Buscábamos ramas caídas en la oscuridad bajo los árboles e imaginábamos selvas birmanas, los peligros de enemigos invisibles y serpientes reptadoras. Volvíamos con magulladuras y un pequeño hatillo de ramas y el orgullo de haber resistido en un paraje hostil contra un ejército de fantasmas. O recogíamos los restos de viejos muebles tirados en la calle y los libros rotos y amarillentos que enseñaban a escribir cartas comerciales y postales de felicitación en un lenguaje que sentíamos de un tiempo extinto. Apilábamos ramas, muebles y libros en la tierra y esperábamos la noche de la hoguera.

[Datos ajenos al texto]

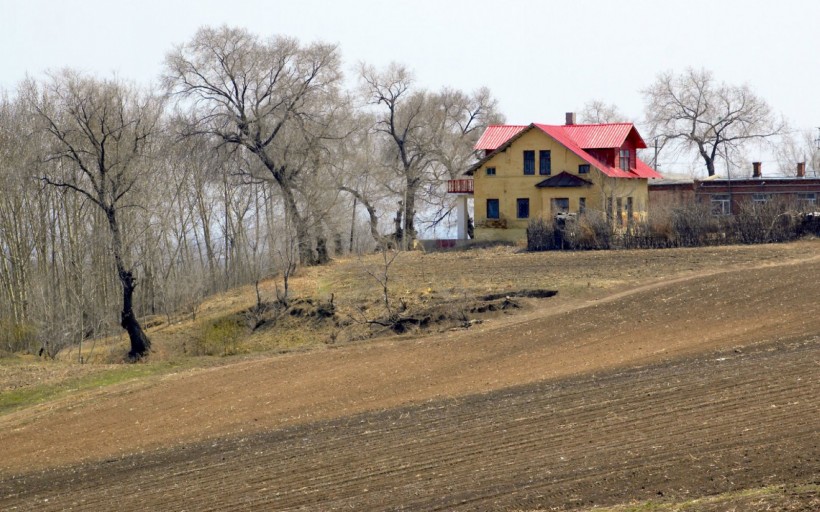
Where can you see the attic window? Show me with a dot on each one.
(544, 162)
(529, 161)
(624, 159)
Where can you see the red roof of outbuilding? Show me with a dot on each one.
(598, 136)
(576, 138)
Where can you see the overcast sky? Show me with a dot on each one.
(539, 58)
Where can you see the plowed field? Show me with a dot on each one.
(698, 386)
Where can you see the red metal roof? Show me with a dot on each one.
(588, 136)
(597, 136)
(497, 134)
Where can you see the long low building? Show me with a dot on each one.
(727, 196)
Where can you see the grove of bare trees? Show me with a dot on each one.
(694, 111)
(119, 204)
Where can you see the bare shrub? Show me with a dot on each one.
(765, 222)
(18, 337)
(541, 234)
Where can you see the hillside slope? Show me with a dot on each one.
(657, 341)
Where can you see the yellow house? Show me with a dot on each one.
(552, 171)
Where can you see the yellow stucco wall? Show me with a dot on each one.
(510, 183)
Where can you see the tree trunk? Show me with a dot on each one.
(140, 343)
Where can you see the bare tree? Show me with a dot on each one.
(427, 138)
(694, 111)
(403, 118)
(101, 133)
(264, 96)
(796, 147)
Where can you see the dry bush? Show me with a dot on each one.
(17, 337)
(775, 220)
(694, 225)
(541, 234)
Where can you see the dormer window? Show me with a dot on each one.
(624, 160)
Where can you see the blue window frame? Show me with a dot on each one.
(492, 209)
(529, 161)
(544, 162)
(523, 208)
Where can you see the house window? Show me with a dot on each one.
(492, 209)
(529, 161)
(559, 205)
(630, 210)
(523, 208)
(544, 162)
(721, 204)
(624, 159)
(759, 198)
(807, 198)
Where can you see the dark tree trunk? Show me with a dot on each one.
(322, 255)
(140, 343)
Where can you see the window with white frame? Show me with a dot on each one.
(807, 198)
(721, 204)
(761, 198)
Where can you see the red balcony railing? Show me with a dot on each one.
(460, 186)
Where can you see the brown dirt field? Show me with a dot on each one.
(619, 387)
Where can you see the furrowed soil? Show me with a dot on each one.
(669, 391)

A veces aparecía un colchón en la pila y sabíamos que los muelles humearían entre las cenizas a la mañana siguiente, el único que el fuego no podría consumir.

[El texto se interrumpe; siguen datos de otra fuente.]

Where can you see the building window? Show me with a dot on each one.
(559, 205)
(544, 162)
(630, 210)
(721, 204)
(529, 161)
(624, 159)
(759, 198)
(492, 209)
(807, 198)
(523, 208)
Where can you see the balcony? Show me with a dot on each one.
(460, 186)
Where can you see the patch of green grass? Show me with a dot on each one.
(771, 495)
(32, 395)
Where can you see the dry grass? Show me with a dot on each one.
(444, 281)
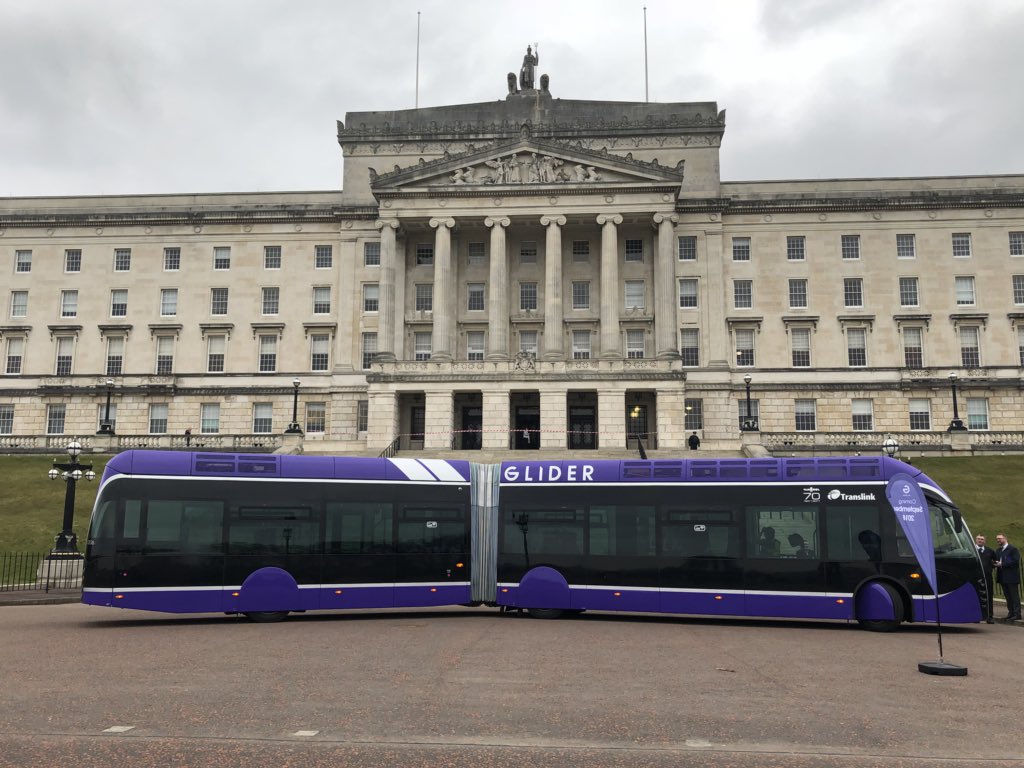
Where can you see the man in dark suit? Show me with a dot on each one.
(987, 555)
(1008, 573)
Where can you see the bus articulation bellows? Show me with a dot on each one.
(264, 536)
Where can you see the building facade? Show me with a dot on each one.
(526, 272)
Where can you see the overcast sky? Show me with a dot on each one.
(119, 96)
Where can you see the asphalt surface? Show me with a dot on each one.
(472, 687)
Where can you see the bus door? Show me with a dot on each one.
(433, 554)
(699, 561)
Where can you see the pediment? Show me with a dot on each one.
(526, 162)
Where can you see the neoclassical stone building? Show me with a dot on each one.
(525, 272)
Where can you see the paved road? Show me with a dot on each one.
(470, 687)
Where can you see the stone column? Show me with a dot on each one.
(444, 297)
(386, 310)
(553, 349)
(666, 301)
(611, 343)
(498, 290)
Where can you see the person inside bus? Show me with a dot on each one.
(769, 546)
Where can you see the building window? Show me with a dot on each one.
(371, 254)
(222, 258)
(115, 355)
(965, 291)
(215, 347)
(970, 346)
(742, 294)
(424, 344)
(315, 418)
(15, 353)
(921, 414)
(740, 249)
(527, 342)
(165, 355)
(805, 416)
(862, 415)
(323, 257)
(371, 297)
(689, 346)
(262, 418)
(693, 419)
(122, 259)
(320, 352)
(424, 297)
(271, 257)
(218, 301)
(54, 419)
(69, 303)
(796, 248)
(369, 349)
(856, 347)
(913, 350)
(474, 345)
(527, 296)
(908, 292)
(267, 353)
(801, 340)
(850, 246)
(158, 418)
(977, 413)
(634, 250)
(322, 299)
(361, 416)
(18, 303)
(744, 347)
(477, 254)
(688, 293)
(634, 343)
(73, 261)
(168, 302)
(635, 298)
(209, 418)
(798, 294)
(271, 300)
(581, 345)
(962, 245)
(172, 259)
(853, 292)
(906, 247)
(66, 355)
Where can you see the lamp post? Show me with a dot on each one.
(71, 472)
(105, 427)
(750, 425)
(294, 427)
(955, 425)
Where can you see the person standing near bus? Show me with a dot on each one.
(1008, 573)
(987, 555)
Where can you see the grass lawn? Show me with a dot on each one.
(989, 491)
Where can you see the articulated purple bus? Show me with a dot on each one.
(267, 535)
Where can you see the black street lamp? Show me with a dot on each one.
(105, 427)
(294, 427)
(71, 472)
(955, 425)
(750, 425)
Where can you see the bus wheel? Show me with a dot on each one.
(886, 625)
(265, 616)
(545, 612)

Nos llamábamos a los timbres de casa para bajar a la calle y esperar el anochecer. Sería una noche sin relojes ni tiempo, sin más normas que la de no acercarse demasiado a la hoguera. Nos sentábamos en los bordillos y hablábamos de nuestros planes de verano, los viajes y los pueblos que nos esperaban, los días donde se borraría la noción del tiempo y nuestros cuerpos se volverían sucios y morenos. Aquella noche era el final de un curso y el inicio del verano y el fuego una frontera.
Recuerdo una sombra negra que iniciaba la hoguera, el crepitar de las primeras llamas, el humo entre la madera. Mirábamos sorprendidos las figuras del fuego hacia el cielo y creíamos ver caras y señales del futuro. Volvíamos a casa y nuestra ropa olía a humo, nos despedíamos hasta la mañana, cuando saltaríamos sobre la ceniza gris y negra y sentiríamos una esperanza extraña en el verano, en un tiempo antes de consumirnos y convertirnos en esa ceniza bajo nuestros pies.